Dalam pertemuan pertama ini, belum ada materi yang kami pelajari. Saya hanya meminta mereka mengeluarkan selembar kertas dan alat tulis. Kami akan membuat kapsul waktu.
Kapsul waktu biasanya berupa kotak berisi benda-benda kenangan, lalu ditanam untuk beberapa tahun. Tapi kami membuat kapsul waktu yang lebih sederhana, hanya tulisan di awal tahun ajaran. Mereka diberi mereka 3 pertanyaan panduan, tentang apa yang terasa berubah tahun ini, bagaimana kira-kira tahun ini akan berlangsung, dan apa harapan terbesar di tahun ini.
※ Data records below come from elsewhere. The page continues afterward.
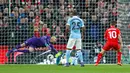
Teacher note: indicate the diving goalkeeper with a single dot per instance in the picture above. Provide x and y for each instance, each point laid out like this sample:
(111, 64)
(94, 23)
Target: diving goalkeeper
(36, 42)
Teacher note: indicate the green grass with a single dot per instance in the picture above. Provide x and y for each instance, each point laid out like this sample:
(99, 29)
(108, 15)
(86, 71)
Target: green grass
(62, 69)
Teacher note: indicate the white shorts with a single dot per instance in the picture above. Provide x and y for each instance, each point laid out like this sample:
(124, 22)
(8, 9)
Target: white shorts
(74, 42)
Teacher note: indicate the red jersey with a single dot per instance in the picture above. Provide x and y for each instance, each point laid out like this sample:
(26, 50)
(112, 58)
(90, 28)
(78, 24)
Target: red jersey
(37, 20)
(111, 34)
Ya memang, sebenarnya kami tengah berefleksi, lalu membuat pernyataan misi.
"Bila kalian mengizinkan saya membaca tulisan kalian, lipat kertas sekali. Bila tidak, lipat dua kali," kata saya.
Kertas-kertas dikumpulkan, dan terlihat beberapa yang dilipat dua kali. Saya menghela napas diam-diam. Ini tahun ketiga saya mengajar mereka, dan masih banyak anak yang memutuskan untuk belum bisa percaya pada saya. Tapi pilihan itu tetap harus dihargai, bukan?
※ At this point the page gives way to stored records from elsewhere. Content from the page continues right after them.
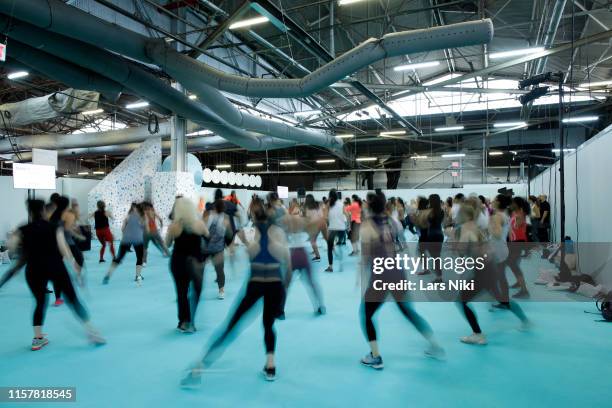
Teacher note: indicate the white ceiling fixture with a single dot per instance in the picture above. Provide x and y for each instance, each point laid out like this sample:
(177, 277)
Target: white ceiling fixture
(449, 128)
(515, 53)
(249, 22)
(415, 66)
(392, 133)
(595, 84)
(92, 112)
(578, 119)
(18, 74)
(509, 124)
(137, 105)
(200, 133)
Saya membaca satu persatu kertas yang terlipat sekali sambil tersenyum-senyum. Anak-anak ini berkembang, baik secara akademis maupun psikologis. Saya terus membaca, hingga sampai pada tulisan milik Dwi. Dwi adalah anak yang beberapa kali dikeluhkan guru-guru karena lambat menyerap materi. Kedisiplinannya pun kurang memuaskan walaupun tidak termasuk kategori berat.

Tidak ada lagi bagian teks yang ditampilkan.